Viking Skull müssen keine Rohrkrepierer werden

27. Mai 2009 | Von | Kategorie: Hard Rock | 2.825 mal gelesen

Wenn über Heavy Metal gesprochen wird, kommt man kaum an Namen wie AC/DC, W.A.S.P. oder Kiss vorbei. Die wahren Legenden sind aber andere, neben Motörhead und Thin Lizzy nämlich vor allem Black Sabbath, deren Album „Paranoid“ (1970) besser als jedes andere die damals explodierende Szene charakterisierte.
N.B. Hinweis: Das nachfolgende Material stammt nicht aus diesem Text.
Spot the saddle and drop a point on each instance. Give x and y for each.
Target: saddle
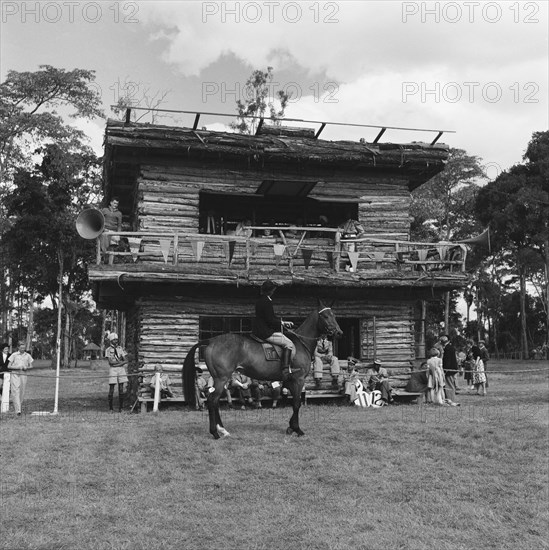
(271, 351)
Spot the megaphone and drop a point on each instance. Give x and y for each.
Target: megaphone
(90, 223)
(480, 240)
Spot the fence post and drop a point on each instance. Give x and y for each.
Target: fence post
(156, 391)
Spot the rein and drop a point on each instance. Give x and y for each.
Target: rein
(302, 337)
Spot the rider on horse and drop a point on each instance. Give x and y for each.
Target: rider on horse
(268, 326)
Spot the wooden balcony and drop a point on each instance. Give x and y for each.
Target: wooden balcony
(293, 255)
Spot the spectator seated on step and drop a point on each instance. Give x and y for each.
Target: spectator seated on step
(245, 389)
(351, 378)
(164, 380)
(324, 355)
(378, 379)
(266, 388)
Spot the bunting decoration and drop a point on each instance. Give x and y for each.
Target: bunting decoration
(422, 254)
(135, 245)
(378, 256)
(307, 255)
(197, 249)
(165, 248)
(279, 251)
(353, 258)
(229, 250)
(442, 251)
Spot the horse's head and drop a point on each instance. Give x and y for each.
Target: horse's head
(327, 323)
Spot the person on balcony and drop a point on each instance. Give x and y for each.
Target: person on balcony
(117, 358)
(269, 327)
(324, 355)
(113, 222)
(350, 229)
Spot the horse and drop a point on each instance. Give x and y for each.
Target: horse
(226, 352)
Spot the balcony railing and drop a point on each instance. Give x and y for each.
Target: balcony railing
(296, 247)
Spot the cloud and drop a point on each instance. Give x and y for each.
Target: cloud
(345, 39)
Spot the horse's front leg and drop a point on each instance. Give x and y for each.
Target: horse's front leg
(216, 426)
(296, 405)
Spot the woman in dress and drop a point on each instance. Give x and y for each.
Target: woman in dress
(468, 365)
(479, 378)
(435, 384)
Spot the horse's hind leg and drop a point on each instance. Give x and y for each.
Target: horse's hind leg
(216, 426)
(296, 404)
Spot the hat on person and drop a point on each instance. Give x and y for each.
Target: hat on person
(268, 286)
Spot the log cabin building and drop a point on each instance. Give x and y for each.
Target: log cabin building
(187, 274)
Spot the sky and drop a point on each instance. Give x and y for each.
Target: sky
(479, 69)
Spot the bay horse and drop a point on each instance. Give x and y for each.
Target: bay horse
(224, 353)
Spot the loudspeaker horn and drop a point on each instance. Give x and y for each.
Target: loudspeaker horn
(90, 223)
(480, 240)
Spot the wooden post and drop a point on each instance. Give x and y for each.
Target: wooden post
(374, 339)
(5, 407)
(421, 346)
(337, 250)
(248, 255)
(446, 311)
(156, 391)
(175, 248)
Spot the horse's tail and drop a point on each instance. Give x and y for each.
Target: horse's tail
(189, 376)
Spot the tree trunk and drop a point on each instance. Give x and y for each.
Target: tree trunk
(523, 335)
(3, 303)
(30, 327)
(447, 312)
(103, 329)
(66, 339)
(546, 245)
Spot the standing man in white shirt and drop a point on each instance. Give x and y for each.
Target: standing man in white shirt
(18, 363)
(117, 358)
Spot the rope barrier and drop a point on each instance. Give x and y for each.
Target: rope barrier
(150, 373)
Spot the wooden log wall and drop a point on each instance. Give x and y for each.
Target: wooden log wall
(168, 199)
(168, 328)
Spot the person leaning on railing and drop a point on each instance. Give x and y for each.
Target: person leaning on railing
(113, 222)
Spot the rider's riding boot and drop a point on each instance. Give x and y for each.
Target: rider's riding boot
(286, 357)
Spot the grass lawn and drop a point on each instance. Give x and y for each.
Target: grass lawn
(402, 477)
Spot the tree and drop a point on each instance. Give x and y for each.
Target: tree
(516, 207)
(28, 116)
(42, 242)
(29, 124)
(443, 208)
(257, 102)
(138, 94)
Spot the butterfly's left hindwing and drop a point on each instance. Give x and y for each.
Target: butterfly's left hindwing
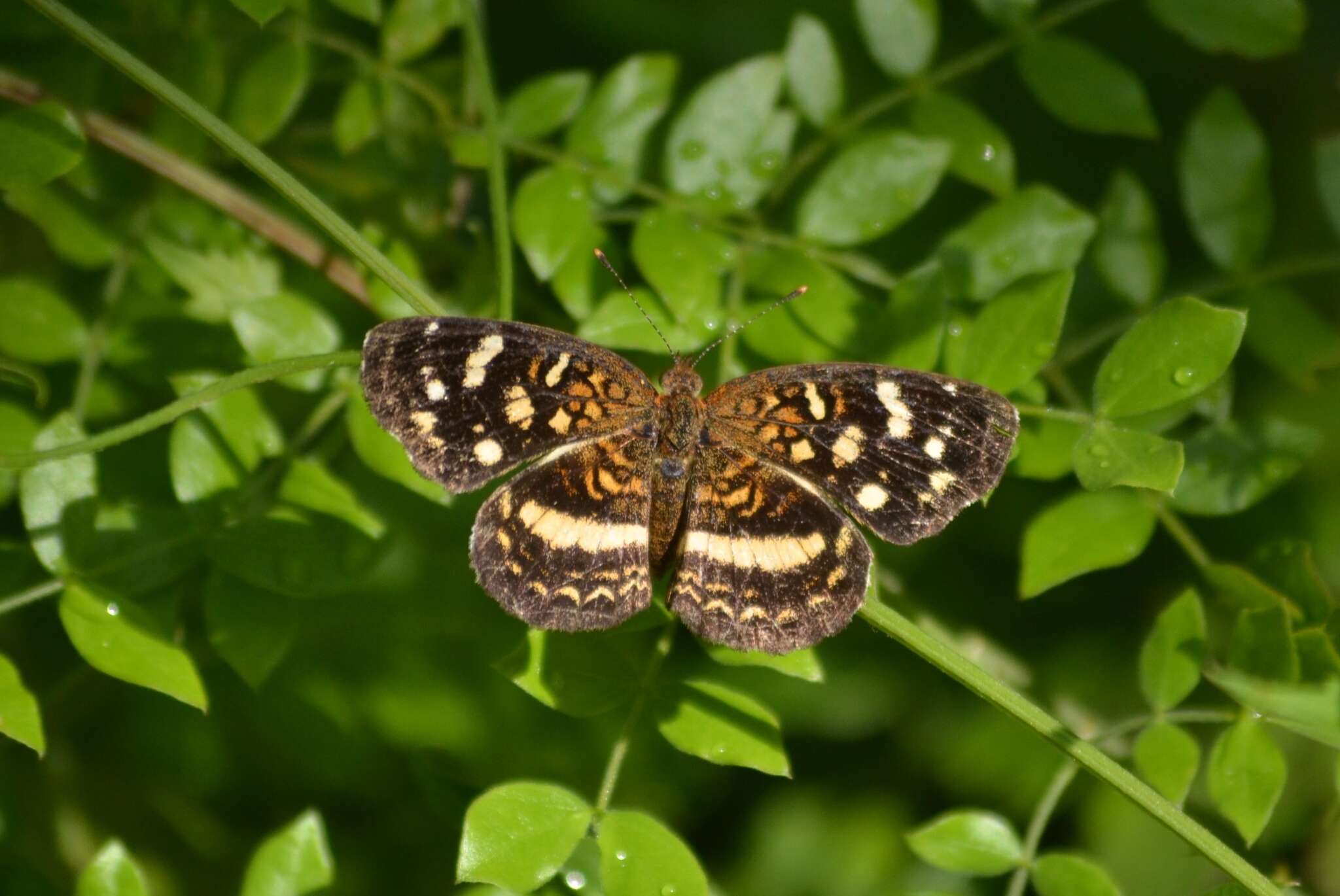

Viking Skull haben, im Gegensatz zu zahlreichen Kollegen, die Nerven, eine kreative Brücke aus den 1970ern in die Gegenwart zu schlagen. Bis auf einige unglückliche Abstecher in Richtung Whitesnake oder Clutch auf der aktuellen Scheibe „Doom, Gloom, Heartache & Whiskey“ – man würde wohl nicht dem Comeback eines Kults, sondern einer der größten aktuellen Metal-Bands zujubeln. Zudem sind Reißer mit dem Titelsong, die Cover-Version „In For The Kill“ (Budgie, 1974) und vor allem „Hair Of The Dog“ drei Glanzstücke zu finden, sowie die standesgemäße Honkytonkpiano-Säuferballade „Drink“ – mit rund sieben Minuten Spielzeit ein würdiger Rausschmeißer, ein viertes Glanzstück.

Trotzdem wird man wohl ewig rätseln, ob die britisch-amerikanische Band je den Mega-Status der Vorgenannten erreichen können. Aber um in die Lücke zu schlüpfen, dafür genügen Viking Skull allemal und mit dem Charisma und die Eloquenz des Sängers Roddy Stone müssen es keine Rohrkrepierer werden.